Categorie ‘Littérature anglo-saxonne

Lumière pâle sur les collines de Kazuo Ishiguro

03.03
2018
cop. Gallimard

cop. Gallimard

 

Niki, la fille cadette d’Etsuko, délaisse Londres quelques jours pour venir passer quelques jours chez sa mère à la campagne. Elle s’éloigne de la chambre depuis longtemps déserte de Keiko, sa demi-soeur, qui, après avoir quitté la maison depuis plusieurs années, vient de se pendre dans son appartement. Ne la portant apparemment pas dans son coeur, elle n’a pas souhaité assister à son enterrement, tout comme Keiko n’est pas allée à celui de son beau-père.
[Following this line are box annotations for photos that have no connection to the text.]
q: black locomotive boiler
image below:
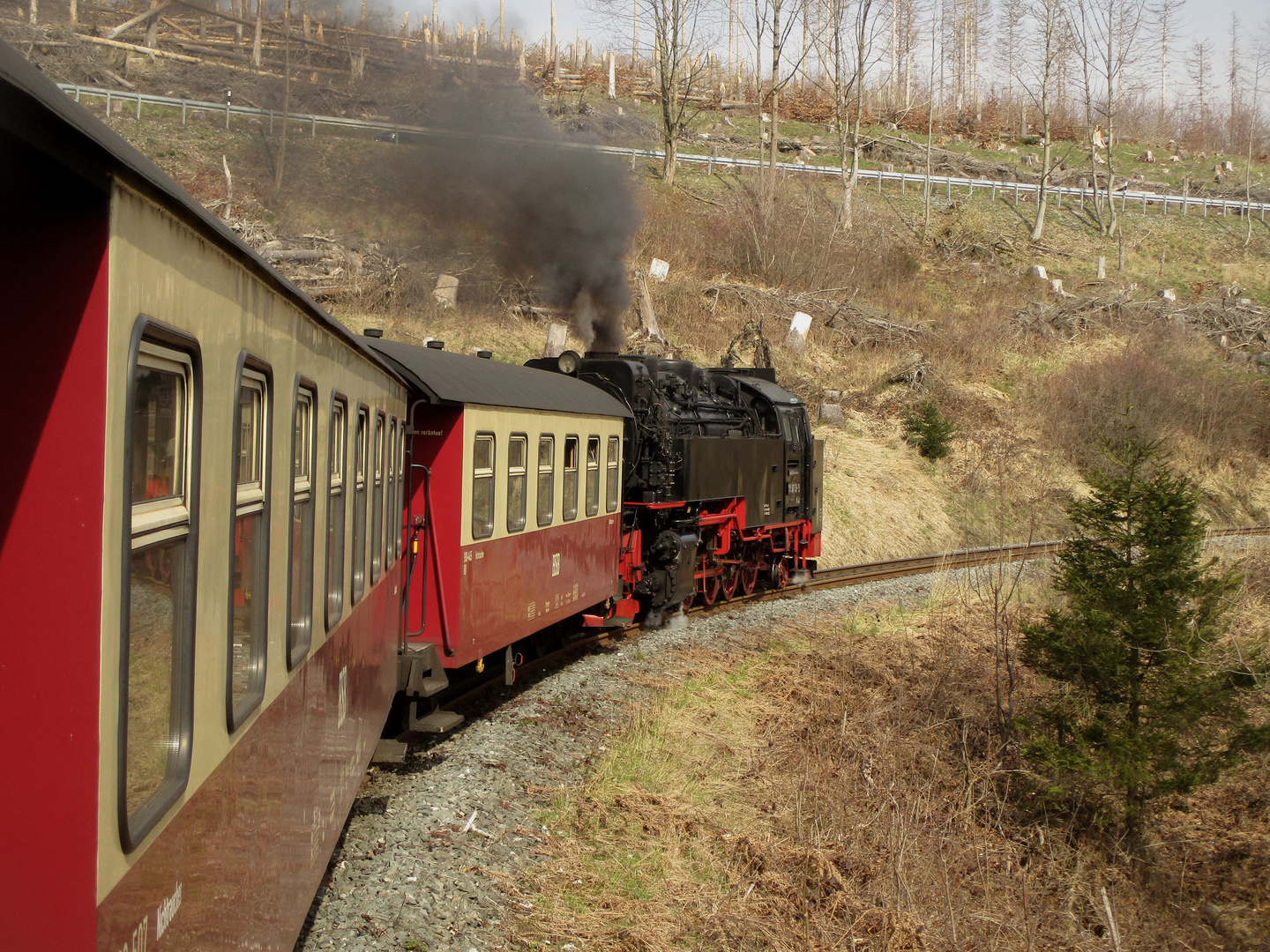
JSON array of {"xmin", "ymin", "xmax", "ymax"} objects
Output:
[{"xmin": 528, "ymin": 352, "xmax": 825, "ymax": 618}]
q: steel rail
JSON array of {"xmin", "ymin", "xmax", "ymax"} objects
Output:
[
  {"xmin": 57, "ymin": 83, "xmax": 1270, "ymax": 221},
  {"xmin": 429, "ymin": 525, "xmax": 1270, "ymax": 710}
]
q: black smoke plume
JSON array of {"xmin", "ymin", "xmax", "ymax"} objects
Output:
[{"xmin": 407, "ymin": 87, "xmax": 640, "ymax": 350}]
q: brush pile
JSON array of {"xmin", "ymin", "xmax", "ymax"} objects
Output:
[
  {"xmin": 1012, "ymin": 294, "xmax": 1270, "ymax": 350},
  {"xmin": 228, "ymin": 219, "xmax": 402, "ymax": 307}
]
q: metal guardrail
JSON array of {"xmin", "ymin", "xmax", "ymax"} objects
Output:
[{"xmin": 58, "ymin": 83, "xmax": 1270, "ymax": 221}]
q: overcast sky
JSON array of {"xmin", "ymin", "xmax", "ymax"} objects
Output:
[{"xmin": 423, "ymin": 0, "xmax": 1270, "ymax": 61}]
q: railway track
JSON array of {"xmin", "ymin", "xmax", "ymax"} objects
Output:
[{"xmin": 429, "ymin": 525, "xmax": 1270, "ymax": 710}]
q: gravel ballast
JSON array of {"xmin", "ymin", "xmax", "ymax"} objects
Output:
[{"xmin": 297, "ymin": 572, "xmax": 961, "ymax": 952}]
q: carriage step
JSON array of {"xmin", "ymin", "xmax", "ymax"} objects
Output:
[
  {"xmin": 410, "ymin": 710, "xmax": 464, "ymax": 733},
  {"xmin": 398, "ymin": 645, "xmax": 450, "ymax": 697}
]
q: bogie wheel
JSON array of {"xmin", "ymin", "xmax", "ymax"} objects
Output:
[{"xmin": 776, "ymin": 562, "xmax": 790, "ymax": 589}]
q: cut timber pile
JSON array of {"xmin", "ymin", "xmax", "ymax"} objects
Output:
[
  {"xmin": 1013, "ymin": 294, "xmax": 1270, "ymax": 350},
  {"xmin": 702, "ymin": 280, "xmax": 930, "ymax": 352},
  {"xmin": 228, "ymin": 219, "xmax": 401, "ymax": 305}
]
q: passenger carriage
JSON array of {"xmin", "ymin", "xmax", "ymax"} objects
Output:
[{"xmin": 369, "ymin": 338, "xmax": 630, "ymax": 731}]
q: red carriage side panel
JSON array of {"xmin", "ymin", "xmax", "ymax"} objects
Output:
[
  {"xmin": 94, "ymin": 561, "xmax": 405, "ymax": 952},
  {"xmin": 455, "ymin": 513, "xmax": 621, "ymax": 664},
  {"xmin": 402, "ymin": 406, "xmax": 464, "ymax": 667},
  {"xmin": 0, "ymin": 152, "xmax": 109, "ymax": 952}
]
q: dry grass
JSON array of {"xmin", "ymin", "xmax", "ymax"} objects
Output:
[
  {"xmin": 817, "ymin": 413, "xmax": 958, "ymax": 565},
  {"xmin": 519, "ymin": 550, "xmax": 1270, "ymax": 949}
]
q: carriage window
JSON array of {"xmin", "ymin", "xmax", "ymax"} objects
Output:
[
  {"xmin": 353, "ymin": 407, "xmax": 370, "ymax": 604},
  {"xmin": 560, "ymin": 436, "xmax": 578, "ymax": 520},
  {"xmin": 119, "ymin": 340, "xmax": 197, "ymax": 849},
  {"xmin": 370, "ymin": 413, "xmax": 385, "ymax": 582},
  {"xmin": 507, "ymin": 433, "xmax": 529, "ymax": 532},
  {"xmin": 326, "ymin": 400, "xmax": 348, "ymax": 631},
  {"xmin": 604, "ymin": 436, "xmax": 618, "ymax": 513},
  {"xmin": 586, "ymin": 436, "xmax": 600, "ymax": 516},
  {"xmin": 539, "ymin": 434, "xmax": 555, "ymax": 525},
  {"xmin": 287, "ymin": 387, "xmax": 317, "ymax": 667},
  {"xmin": 384, "ymin": 416, "xmax": 401, "ymax": 569},
  {"xmin": 473, "ymin": 433, "xmax": 494, "ymax": 539},
  {"xmin": 228, "ymin": 368, "xmax": 269, "ymax": 731}
]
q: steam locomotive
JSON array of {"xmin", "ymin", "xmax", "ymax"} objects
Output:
[{"xmin": 527, "ymin": 352, "xmax": 825, "ymax": 620}]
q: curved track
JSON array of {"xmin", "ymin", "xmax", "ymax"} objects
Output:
[{"xmin": 429, "ymin": 525, "xmax": 1270, "ymax": 709}]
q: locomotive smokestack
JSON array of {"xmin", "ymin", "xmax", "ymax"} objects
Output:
[{"xmin": 393, "ymin": 89, "xmax": 640, "ymax": 350}]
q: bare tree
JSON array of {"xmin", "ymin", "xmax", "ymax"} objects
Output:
[
  {"xmin": 589, "ymin": 0, "xmax": 716, "ymax": 187},
  {"xmin": 1071, "ymin": 0, "xmax": 1147, "ymax": 237},
  {"xmin": 997, "ymin": 0, "xmax": 1027, "ymax": 128},
  {"xmin": 1020, "ymin": 0, "xmax": 1067, "ymax": 242},
  {"xmin": 1244, "ymin": 28, "xmax": 1270, "ymax": 248},
  {"xmin": 895, "ymin": 0, "xmax": 921, "ymax": 112},
  {"xmin": 1149, "ymin": 0, "xmax": 1186, "ymax": 126},
  {"xmin": 1186, "ymin": 40, "xmax": 1213, "ymax": 142},
  {"xmin": 829, "ymin": 0, "xmax": 898, "ymax": 230},
  {"xmin": 1227, "ymin": 11, "xmax": 1242, "ymax": 148}
]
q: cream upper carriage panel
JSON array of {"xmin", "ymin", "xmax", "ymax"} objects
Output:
[
  {"xmin": 367, "ymin": 338, "xmax": 631, "ymax": 546},
  {"xmin": 98, "ymin": 182, "xmax": 405, "ymax": 897},
  {"xmin": 461, "ymin": 403, "xmax": 624, "ymax": 546}
]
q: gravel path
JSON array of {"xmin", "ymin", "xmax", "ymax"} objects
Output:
[{"xmin": 296, "ymin": 572, "xmax": 960, "ymax": 952}]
La vue d’une petite fille jouant à l’extérieur, alors qu’elles sont allées prendre un thé, rappelle à Etsuko une autre fillette, qu’elle a connu au Japon alors qu’elle était enceinte de Keiko, après la guerre. Une fillette souvent seule, révoltée et traumatisée par la vision d’une mère noyant son bébé après la guerre…
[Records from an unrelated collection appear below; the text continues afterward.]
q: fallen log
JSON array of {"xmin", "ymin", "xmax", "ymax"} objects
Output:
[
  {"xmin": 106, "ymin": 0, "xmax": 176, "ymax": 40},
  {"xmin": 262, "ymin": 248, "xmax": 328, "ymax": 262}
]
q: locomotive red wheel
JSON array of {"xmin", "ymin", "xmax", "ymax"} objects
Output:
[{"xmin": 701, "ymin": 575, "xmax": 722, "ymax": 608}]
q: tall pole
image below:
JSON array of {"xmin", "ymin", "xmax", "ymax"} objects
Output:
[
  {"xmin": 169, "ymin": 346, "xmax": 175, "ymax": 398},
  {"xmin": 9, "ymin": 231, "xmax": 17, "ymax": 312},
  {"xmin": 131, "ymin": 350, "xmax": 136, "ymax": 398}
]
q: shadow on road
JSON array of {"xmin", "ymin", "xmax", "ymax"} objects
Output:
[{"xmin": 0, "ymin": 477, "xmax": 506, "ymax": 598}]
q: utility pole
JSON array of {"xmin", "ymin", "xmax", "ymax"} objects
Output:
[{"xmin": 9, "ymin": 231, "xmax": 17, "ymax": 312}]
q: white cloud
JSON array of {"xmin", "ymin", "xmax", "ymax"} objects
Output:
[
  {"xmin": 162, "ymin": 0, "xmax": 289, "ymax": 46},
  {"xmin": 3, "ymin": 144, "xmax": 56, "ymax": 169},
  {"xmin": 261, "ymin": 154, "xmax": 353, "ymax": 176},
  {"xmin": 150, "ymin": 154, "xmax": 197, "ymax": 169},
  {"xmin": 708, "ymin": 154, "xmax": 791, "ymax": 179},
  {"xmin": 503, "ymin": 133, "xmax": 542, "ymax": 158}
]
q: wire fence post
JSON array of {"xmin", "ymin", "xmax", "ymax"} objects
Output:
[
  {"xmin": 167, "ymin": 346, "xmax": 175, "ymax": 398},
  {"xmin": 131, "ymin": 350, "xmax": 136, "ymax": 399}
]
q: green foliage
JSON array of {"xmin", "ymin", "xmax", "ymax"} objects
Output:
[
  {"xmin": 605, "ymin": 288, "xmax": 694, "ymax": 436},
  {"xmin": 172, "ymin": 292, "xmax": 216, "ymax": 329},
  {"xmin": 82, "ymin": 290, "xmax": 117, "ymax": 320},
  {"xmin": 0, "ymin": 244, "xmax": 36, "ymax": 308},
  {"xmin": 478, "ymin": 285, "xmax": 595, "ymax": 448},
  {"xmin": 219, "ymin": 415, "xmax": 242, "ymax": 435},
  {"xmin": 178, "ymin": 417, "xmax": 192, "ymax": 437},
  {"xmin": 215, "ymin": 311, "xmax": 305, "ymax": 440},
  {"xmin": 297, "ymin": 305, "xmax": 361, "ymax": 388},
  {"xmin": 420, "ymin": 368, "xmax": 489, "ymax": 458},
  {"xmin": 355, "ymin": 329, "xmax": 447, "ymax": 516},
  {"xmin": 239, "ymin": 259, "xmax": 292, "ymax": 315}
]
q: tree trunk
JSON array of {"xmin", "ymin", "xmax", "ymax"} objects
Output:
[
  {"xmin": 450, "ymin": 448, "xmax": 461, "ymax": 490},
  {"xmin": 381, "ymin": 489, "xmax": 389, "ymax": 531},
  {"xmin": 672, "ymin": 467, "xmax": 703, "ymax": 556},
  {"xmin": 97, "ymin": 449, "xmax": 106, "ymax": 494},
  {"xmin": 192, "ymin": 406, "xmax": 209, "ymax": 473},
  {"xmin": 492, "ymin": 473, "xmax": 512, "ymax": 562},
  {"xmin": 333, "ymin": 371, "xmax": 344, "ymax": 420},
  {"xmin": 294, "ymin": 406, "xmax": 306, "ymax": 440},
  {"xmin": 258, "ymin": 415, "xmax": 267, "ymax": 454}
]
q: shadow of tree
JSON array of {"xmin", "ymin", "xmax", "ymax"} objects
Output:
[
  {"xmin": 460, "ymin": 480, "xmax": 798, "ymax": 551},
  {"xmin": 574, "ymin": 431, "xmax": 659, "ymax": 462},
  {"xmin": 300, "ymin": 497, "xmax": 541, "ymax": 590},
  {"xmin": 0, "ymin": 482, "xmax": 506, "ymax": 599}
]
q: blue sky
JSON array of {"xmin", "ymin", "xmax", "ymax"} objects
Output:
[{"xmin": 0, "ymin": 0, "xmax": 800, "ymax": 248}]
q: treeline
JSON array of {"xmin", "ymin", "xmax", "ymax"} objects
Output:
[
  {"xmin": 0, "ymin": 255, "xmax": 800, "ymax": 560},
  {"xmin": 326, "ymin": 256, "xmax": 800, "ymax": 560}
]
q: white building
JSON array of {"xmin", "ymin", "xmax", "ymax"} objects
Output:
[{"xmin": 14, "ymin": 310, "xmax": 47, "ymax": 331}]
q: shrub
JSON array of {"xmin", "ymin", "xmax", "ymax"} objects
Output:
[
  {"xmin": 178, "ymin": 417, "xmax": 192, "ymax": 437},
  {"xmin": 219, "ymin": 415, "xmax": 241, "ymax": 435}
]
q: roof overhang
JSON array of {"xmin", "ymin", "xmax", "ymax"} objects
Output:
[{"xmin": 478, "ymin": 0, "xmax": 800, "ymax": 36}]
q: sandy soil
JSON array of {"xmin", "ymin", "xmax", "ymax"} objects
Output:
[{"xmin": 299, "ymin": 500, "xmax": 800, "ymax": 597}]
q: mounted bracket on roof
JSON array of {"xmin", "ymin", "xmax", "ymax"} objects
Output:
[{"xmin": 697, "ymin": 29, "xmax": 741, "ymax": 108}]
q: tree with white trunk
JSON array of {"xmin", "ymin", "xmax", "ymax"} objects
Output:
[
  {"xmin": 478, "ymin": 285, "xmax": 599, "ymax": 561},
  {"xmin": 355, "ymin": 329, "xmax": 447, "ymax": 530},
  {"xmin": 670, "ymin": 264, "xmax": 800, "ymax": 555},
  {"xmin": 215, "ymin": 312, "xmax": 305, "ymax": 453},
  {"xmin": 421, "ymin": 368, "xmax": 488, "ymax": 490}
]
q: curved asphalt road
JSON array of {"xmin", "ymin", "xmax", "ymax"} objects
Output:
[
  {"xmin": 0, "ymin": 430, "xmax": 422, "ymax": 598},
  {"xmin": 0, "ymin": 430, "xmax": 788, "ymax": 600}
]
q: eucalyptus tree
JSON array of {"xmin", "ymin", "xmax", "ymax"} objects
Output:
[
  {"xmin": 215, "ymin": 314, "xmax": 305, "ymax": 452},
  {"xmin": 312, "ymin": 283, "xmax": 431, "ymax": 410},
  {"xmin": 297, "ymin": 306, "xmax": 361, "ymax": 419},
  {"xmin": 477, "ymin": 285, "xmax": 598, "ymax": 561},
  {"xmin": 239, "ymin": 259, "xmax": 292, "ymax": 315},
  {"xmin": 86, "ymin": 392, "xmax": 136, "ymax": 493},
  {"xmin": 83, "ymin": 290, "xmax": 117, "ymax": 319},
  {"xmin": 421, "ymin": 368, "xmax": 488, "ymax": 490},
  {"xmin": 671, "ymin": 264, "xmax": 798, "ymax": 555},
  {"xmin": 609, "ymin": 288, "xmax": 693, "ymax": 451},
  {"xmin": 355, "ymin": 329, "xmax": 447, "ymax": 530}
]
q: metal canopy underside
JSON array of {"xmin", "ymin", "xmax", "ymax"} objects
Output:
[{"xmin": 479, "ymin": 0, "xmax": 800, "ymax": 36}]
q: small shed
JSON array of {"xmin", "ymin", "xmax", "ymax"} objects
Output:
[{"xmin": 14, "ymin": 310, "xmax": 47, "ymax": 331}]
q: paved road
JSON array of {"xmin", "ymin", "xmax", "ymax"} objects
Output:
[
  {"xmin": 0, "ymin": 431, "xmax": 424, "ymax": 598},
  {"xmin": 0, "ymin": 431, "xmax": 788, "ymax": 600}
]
J’avoue avoir préféré me dispenser de lire ce roman jusqu’au bout. Déjà un peu refroidie par l’annonce du suicide de la fille aînée de la narratrice dès l’incipit, j’ai abdiqué lorsque les traumatismes de la fillette livrée à elle-même sur le terrain vague sont ressortis. Quand on est soi-même mère, il y a certaines histoires qu’on ne préfère plus lire ou regarder. Nonobstant on reconnait tout à fait le style et les non-dits qui caractérisent l’écriture d’Ishiguro, dont je viens de lire Auprès de moi toujours, qui m’a beaucoup plu. Mais alors que pour le précédent, horrible d’une toute autre manière, le suspens m’avait donné envie de le lire d’une traite, ici, je n’ai eu aucunement envie de connaitre le fin mot de ce drame.

Auprès de moi toujours de Kazuo Ishiguro

28.02
2018
cop. Gallimard

cop. Gallimard

 

Prix Nobel de littérature 2017

Kath a le privilège en tant qu’accompagnatrice de pouvoir choisir ses patients. Un jour où elle retrouve l’une des anciennes élèves d’Hailsham, devenue comme elle accompagnatrice, mais qui en souffre, elles évoquent ensemble les deux meilleurs amis de Kate, dans cette école isolée dans la campagne anglaise, Ruth et Tommy. Kath se souvient alors de son enfance là-bas, encadrée par les « gardiens » qui les ont aussi éduqués. Elle se remémore les tabous, les non-dits pour se protéger de la vie qui les attendait, de ces dons de leurs plus belles oeuvres artistiques aux uns et aux autres, et même à Mademoiselle, les emportant pour les exposer dans la Galerie. Elle se souvient aussi de son amitié avec Ruth, la dominatrice, et avec Tommy avec qui elle s’entendait si bien. C’est alors qu’elle décide d’accompagner Tommy, qu’elle n’a pas revu depuis Ruth lui a déclaré qu’il ne voudrait jamais d’elle…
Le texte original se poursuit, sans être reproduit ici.